I think everyone harbors a certain fear of deep things--water, caverns, tunnels, conversations, therapy. It's very human to avoid places or circumstances that force you to confront the sea cucumbers or monkfish of your life. Not to mention those large, dark shapes so far away that you can't even identify them.
Most people retreat to the familiar and comfortable. A sunny trail lined with juniper trees and wildflowers. I just finished teaching a Good Books class at the university. All of the memoirs, novels, and graphic memoirs we read this semester dealt in some way with forms of mental illness. In several of the works, when the authors are dealing with deep depressions, they begin reading books they loved as a child, which makes complete sense to me.
Think about it. You feel yourself floating in an abyss of darkness, where you can't seem to find any light whatsoever. Then you start reading Charlotte's Web or Charlie and the Chocolate Factory or Island of the Blue Dolphins--stories that are so familiar you can almost recite them from memory. It's like draping yourself in a warm quilt.

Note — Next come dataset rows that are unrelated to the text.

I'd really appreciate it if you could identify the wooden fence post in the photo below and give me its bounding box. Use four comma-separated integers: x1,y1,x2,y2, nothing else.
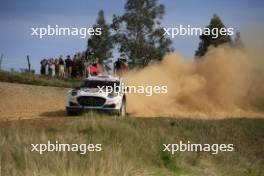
27,55,31,72
0,53,3,71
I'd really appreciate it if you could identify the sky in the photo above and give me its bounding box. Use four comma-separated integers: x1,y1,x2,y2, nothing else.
0,0,264,72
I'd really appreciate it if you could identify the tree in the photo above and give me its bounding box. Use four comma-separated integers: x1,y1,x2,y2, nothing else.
195,14,232,57
111,0,173,67
87,10,113,63
233,31,244,49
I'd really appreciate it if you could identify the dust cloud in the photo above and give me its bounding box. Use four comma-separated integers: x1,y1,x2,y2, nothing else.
124,28,264,118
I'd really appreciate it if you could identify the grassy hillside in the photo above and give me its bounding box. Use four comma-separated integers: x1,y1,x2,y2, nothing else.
0,71,80,88
0,114,263,176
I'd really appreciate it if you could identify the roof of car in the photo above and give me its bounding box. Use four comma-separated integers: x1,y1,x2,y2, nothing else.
86,75,121,82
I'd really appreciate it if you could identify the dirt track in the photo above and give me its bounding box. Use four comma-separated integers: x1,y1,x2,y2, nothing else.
1,82,263,121
0,82,69,121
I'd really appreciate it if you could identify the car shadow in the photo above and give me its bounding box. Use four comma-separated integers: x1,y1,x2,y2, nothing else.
39,110,67,117
40,109,132,118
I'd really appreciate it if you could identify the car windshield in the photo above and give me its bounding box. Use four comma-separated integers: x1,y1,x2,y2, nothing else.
80,80,120,89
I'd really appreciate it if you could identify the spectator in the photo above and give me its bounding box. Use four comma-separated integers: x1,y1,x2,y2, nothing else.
49,58,55,77
48,59,52,76
45,59,49,76
40,59,47,75
65,55,72,78
84,57,90,78
120,58,128,74
78,56,85,79
59,57,65,78
89,58,103,76
114,58,122,75
54,58,60,77
114,57,128,76
71,55,78,78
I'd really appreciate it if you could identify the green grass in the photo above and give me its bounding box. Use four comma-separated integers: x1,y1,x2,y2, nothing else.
0,114,263,176
0,71,80,88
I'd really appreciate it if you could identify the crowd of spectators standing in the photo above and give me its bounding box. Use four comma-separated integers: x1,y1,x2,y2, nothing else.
40,52,129,79
40,52,103,79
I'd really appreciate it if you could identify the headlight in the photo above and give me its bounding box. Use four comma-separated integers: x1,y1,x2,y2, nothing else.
107,92,118,98
70,90,78,97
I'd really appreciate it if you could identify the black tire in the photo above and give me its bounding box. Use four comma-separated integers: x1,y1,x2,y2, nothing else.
118,100,126,117
66,109,81,116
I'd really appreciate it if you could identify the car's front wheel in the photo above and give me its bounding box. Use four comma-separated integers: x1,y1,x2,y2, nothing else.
118,100,126,117
66,108,81,116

For a short while, you gain a miniscule sense of control over your life.
I've been swimming in the deep for a while now. What have I been doing for comfort? Reading poets I love. Mary Oliver, in particular. Watching movies I've seen a hundred times. White Christmas starring Bing Crosby and Danny Kaye is my current jam. I still cry, but the tears are familiar to me. I expect to get choked up when I read "Wild Geese" by Oliver or watch the final scene in White Christmas when it starts to snow on Christmas Eve. I guess that's my version of crumpling up my map of the deep, scary oceans, throwing it out, and going for a sunny walk.
Sometimes, even looking out a window you've looked out thousands of times can be a form of therapy. From my office at the library, I can see the church across the street, a tree that's still retaining fragments of autumn in its branches, and falling snow. Three small, lit Christmas trees line the windowsill. On the tree are Bigfoot ornaments, adorned with the word "Believe."
Saint Marty needs that reminder on a daily basis right now.